The final compound, α-(α′,β-distearoyl)-glycerylphosphoryl-(1-myo-inositol)-ethanolamino-N-alanine (XII), was obtained after removal of the carbobenzoxy group by hydrogenolysis of substance (XI) in the presence of palladium on charcoal, in 78.7% yield. Mp 128–128.5°. \(R_f\) 0.50 and 0.75 (thin-layer chromatography on silicic acid in the systems diisobutyl ketone—acetic acid—water \((45:25:5)\) and chloroform—methanol \((4:1)\), respectively).

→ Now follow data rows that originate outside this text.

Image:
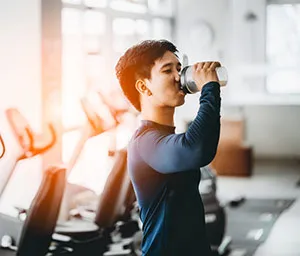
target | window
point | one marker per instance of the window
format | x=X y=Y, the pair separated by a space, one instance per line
x=283 y=48
x=95 y=33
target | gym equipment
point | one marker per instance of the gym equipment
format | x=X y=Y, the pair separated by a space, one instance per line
x=32 y=143
x=215 y=214
x=36 y=234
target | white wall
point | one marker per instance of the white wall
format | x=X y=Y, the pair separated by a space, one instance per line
x=272 y=122
x=20 y=78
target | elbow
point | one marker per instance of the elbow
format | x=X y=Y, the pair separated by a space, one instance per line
x=204 y=157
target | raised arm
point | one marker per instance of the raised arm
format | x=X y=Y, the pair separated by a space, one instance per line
x=169 y=153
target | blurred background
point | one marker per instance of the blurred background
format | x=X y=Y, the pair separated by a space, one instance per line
x=54 y=52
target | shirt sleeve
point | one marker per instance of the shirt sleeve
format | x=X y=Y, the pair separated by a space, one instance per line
x=170 y=153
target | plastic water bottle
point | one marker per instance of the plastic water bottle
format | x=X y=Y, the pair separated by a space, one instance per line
x=188 y=85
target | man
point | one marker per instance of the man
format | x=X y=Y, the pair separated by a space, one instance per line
x=165 y=167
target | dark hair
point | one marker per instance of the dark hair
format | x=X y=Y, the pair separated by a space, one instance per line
x=137 y=63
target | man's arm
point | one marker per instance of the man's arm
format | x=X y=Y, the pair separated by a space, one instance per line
x=190 y=150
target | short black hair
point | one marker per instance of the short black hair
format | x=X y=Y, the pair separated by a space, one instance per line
x=136 y=63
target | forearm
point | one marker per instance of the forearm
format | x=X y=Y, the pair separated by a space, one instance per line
x=193 y=149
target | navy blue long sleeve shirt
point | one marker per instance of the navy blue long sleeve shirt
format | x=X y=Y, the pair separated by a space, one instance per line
x=165 y=171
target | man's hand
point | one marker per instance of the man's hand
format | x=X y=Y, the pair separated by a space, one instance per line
x=204 y=72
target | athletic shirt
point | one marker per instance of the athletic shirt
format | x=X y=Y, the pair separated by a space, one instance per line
x=164 y=168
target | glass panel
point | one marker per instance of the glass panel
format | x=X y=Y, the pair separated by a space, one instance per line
x=95 y=3
x=96 y=71
x=142 y=29
x=71 y=21
x=128 y=32
x=69 y=141
x=92 y=44
x=137 y=6
x=93 y=165
x=162 y=29
x=94 y=23
x=161 y=7
x=283 y=48
x=72 y=1
x=73 y=82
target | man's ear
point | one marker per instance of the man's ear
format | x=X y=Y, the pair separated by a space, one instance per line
x=140 y=85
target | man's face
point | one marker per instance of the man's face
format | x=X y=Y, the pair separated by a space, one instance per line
x=164 y=83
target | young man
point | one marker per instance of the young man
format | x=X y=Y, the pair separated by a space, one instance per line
x=165 y=167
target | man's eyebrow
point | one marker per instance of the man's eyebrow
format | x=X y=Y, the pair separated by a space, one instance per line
x=170 y=64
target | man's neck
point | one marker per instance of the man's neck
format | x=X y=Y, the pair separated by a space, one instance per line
x=164 y=116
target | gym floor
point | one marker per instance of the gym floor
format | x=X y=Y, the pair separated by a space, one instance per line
x=271 y=179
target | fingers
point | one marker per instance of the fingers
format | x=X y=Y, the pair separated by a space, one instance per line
x=207 y=65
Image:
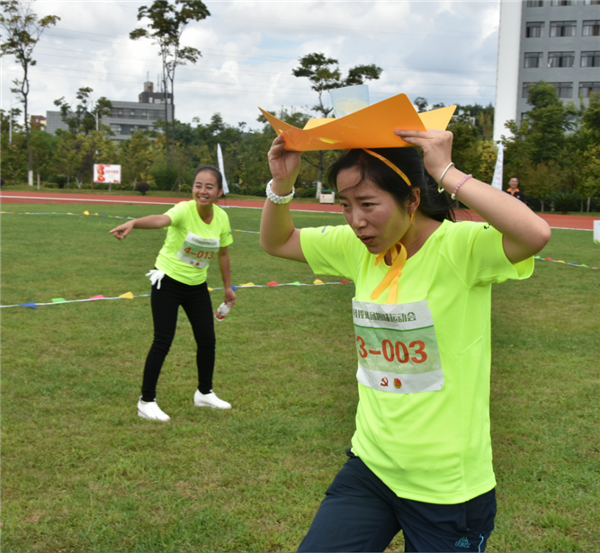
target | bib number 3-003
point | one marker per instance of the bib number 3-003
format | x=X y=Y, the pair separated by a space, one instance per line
x=397 y=347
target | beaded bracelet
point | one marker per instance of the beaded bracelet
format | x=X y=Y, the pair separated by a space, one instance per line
x=453 y=195
x=279 y=200
x=440 y=190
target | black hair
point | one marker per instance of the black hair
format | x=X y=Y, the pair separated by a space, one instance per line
x=214 y=170
x=433 y=204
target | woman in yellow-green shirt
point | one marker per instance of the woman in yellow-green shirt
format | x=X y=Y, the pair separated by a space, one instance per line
x=421 y=458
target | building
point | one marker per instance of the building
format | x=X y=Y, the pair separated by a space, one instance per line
x=557 y=41
x=38 y=122
x=127 y=117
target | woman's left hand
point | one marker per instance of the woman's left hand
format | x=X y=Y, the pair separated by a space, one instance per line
x=229 y=296
x=436 y=146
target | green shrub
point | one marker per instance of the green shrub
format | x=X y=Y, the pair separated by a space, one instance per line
x=164 y=176
x=565 y=201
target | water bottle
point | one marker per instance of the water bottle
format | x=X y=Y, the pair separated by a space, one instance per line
x=222 y=311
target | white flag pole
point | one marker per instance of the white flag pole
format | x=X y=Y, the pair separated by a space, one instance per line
x=497 y=180
x=222 y=169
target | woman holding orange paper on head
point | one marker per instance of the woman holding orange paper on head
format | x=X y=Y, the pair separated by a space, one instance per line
x=421 y=458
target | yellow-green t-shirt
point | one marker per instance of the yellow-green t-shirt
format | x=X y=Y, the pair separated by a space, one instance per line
x=191 y=244
x=431 y=446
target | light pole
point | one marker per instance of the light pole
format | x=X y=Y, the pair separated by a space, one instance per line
x=95 y=117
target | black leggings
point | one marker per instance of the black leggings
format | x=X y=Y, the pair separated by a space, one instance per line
x=165 y=302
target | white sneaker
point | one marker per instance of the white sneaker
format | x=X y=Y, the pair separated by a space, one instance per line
x=210 y=400
x=151 y=410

Found, %: C 64.99; H 9.70; N 2.74
\(\mathrm{C}_{50}\mathrm{H}_{97}\mathrm{O}_{14}\mathrm{N}_{2}\mathrm{P}\). Calculated, %: C 65.27; H 9.96; N 2.85

The structure of the phosphatidyl peptide (XII) was confirmed by comparison of its IR spectrum with the spectrum of the triester (IX). In both spectra analogous absorption bands of the same intensity were found, except for the appearance in the spectrum of substance (XII) of a broad band at 1640–1620 cm\(^{-1}\), which is due to the formation of an amide group in the synthesis of compound (XII) from the triester (IX).

Moscow Institute of Fine Chemical Technology
named after M. V. Lomonosov

Received
6 IV 1965

REFERENCES

1. V. I. Shvets, L. T. Dorofeeva et al., ZhOKh, 34, 3983 (1964).
2. V. I. Shvets, L. V. Volkova et al., ZhOKh, 33, 2876 (1963).
3. Yu. S. Tsizin, N. A. Preobrazhenskii, ZhOKh, 33, 2873 (1963).
4. A. V. Luk’yanov, A. I. Lyutik, N. A. Preobrazhenskii, Inventor’s Certificate No. 172776; Bull. Izobretenii No. 14 (1965).
5. F. Collins, Nature, 188, No. 4747, 297 (1960); F. Collins, V. Shotlander, Biochem. J., 79, 321 (1961).
6. E. N. Bezinger, N. M. Sisakyan, I. M. Simakova, Biokhimiya, 24, 877 (1959); D. Sihna, W. Gaby, J. Biol. Chem., 239, No. 11, 3668 (1964).
7. O. Schjeide, Progress in the Chemistry of Fats and other Lipids, 6, 251 (1963).